Resilient Distributed Datasets (RDD) are fundamental data structures of Spark. An RDD is essentially the Spark representation of a set of data, spread across multiple machines, with APIs to let you act on it. An RDD can come from any data source, e.g. text files, a database, a JSON file, etc.
You will be able to:
- Apply the map(func) transformation to a given function on all elements of an RDD in different partitions
- Apply a map transformation for all elements of an RDD
- Compare the difference between a transformation and an action within RDDs
- Use collect(), count(), and take() actions to trigger spark transformations
- Use filter to select data that meets certain specifications within an RDD
- Set number of partitions for parallelizing RDDs
- Create RDDs from Python collections
To get a better understanding of RDDs, let's break down each one of the components of the acronym RDD:
Resilient: RDDs are considered "resilient" because they have built-in fault tolerance. This means that even if one of the nodes goes offline, RDDs will be able to restore the data. This is already a huge advantage compared to standard storage.
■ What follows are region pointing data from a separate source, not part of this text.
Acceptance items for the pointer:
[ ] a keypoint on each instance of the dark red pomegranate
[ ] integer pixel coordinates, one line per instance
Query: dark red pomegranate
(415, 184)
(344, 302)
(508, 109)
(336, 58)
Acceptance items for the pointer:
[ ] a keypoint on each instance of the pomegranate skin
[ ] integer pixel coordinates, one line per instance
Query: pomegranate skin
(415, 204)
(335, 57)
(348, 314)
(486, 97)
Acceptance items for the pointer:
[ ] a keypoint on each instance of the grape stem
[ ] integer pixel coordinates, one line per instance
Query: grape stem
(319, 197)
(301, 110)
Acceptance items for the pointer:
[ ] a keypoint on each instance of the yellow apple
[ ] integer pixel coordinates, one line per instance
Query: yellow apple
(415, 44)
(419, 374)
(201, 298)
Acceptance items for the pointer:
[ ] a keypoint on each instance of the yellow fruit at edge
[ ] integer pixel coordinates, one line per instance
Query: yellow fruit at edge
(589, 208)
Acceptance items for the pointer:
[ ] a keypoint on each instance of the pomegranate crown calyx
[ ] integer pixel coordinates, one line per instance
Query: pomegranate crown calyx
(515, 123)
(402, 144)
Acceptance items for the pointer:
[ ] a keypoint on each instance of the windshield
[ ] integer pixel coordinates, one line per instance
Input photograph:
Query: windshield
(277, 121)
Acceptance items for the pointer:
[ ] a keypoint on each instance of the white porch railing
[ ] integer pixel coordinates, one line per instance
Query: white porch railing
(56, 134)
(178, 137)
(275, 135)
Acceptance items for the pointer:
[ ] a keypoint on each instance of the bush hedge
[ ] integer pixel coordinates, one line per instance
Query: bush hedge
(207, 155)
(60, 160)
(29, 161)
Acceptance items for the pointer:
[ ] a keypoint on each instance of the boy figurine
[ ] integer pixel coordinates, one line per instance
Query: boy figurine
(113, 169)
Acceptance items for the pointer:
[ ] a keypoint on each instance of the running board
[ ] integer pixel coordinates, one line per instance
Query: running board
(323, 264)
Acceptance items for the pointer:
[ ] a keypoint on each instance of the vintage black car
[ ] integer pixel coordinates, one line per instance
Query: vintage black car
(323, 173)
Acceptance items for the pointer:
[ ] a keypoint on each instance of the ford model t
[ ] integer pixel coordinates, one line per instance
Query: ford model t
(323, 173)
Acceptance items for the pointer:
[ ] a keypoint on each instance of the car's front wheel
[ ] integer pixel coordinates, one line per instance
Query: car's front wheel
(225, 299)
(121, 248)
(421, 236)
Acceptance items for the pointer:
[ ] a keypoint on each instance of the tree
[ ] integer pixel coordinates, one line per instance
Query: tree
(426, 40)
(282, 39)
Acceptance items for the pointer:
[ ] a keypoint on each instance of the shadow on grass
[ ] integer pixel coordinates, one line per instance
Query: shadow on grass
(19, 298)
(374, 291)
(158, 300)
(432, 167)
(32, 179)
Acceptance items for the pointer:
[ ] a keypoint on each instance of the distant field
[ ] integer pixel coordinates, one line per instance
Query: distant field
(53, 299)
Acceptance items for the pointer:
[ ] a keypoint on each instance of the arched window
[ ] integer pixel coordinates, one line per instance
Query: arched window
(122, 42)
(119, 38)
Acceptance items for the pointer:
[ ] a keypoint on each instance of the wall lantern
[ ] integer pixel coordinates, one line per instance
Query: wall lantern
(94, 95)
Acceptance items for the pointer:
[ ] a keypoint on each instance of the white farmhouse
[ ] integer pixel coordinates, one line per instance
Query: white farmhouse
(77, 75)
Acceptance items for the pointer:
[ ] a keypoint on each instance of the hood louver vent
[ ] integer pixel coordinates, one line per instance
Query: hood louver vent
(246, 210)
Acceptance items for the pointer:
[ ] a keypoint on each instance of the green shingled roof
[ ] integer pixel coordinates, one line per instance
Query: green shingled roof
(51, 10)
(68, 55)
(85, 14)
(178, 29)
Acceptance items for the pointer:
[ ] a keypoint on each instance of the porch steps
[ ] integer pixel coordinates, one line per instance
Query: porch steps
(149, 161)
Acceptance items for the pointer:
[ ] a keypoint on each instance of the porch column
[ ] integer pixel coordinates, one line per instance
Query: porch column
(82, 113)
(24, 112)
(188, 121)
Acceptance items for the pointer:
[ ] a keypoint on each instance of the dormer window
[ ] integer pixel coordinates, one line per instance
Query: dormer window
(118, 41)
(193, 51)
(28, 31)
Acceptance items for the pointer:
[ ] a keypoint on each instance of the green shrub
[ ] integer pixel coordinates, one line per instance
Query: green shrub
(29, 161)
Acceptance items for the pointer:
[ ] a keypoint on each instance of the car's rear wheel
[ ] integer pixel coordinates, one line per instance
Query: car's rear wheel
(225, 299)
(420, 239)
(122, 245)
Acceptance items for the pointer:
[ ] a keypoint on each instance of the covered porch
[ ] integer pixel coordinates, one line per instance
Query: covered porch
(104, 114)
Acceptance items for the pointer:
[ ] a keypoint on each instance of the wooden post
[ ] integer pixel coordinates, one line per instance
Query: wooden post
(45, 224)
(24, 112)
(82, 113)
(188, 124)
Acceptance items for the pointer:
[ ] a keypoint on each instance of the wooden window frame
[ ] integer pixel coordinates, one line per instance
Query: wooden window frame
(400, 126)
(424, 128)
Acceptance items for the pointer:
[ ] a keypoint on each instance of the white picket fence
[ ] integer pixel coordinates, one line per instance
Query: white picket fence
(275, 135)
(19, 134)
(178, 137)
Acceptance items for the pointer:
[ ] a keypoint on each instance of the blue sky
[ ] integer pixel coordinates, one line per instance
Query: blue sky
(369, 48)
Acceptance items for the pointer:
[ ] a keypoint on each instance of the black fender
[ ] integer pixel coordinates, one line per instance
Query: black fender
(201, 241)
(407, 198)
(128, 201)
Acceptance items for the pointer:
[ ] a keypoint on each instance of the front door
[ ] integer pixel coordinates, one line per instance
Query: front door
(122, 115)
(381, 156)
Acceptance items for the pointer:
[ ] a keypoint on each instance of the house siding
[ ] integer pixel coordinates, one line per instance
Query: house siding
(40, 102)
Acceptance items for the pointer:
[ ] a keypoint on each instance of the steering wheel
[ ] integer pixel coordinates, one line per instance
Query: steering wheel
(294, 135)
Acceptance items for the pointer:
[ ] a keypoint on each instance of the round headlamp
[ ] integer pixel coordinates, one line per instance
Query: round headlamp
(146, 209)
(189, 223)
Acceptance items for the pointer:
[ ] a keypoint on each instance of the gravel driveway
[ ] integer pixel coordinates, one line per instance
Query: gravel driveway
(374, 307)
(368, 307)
If a standard computer dies while performing an operation, all of its memory will be lost in the process. With RDDs, multiple nodes can go offline, and the action will still be held in working memory.
Distributed: The data is contained on multiple nodes of a cluster-computing operation. It is efficiently partitioned to allow for parallelism.
Dataset: The dataset has been * partitioned * across the multiple nodes.
RDDs are the building block upon which more high-level Spark operations are based upon. Chances are, if you are performing an action using Spark, the operation involves RDDs.
Key Characteristics of RDDs:
- Immutable: Once an RDD is created, it cannot be modified.
- Lazily Evaluated: RDDs will not be evaluated until an action is triggered. Essentially, when RDDs are created, they are programmed to perform some action, but that function will not get activated until it is explicitly called. The reason for lazy evaluation is that allows users to organize the actions of their Spark program into smaller actions. It also saves unnecessary computation and memory load.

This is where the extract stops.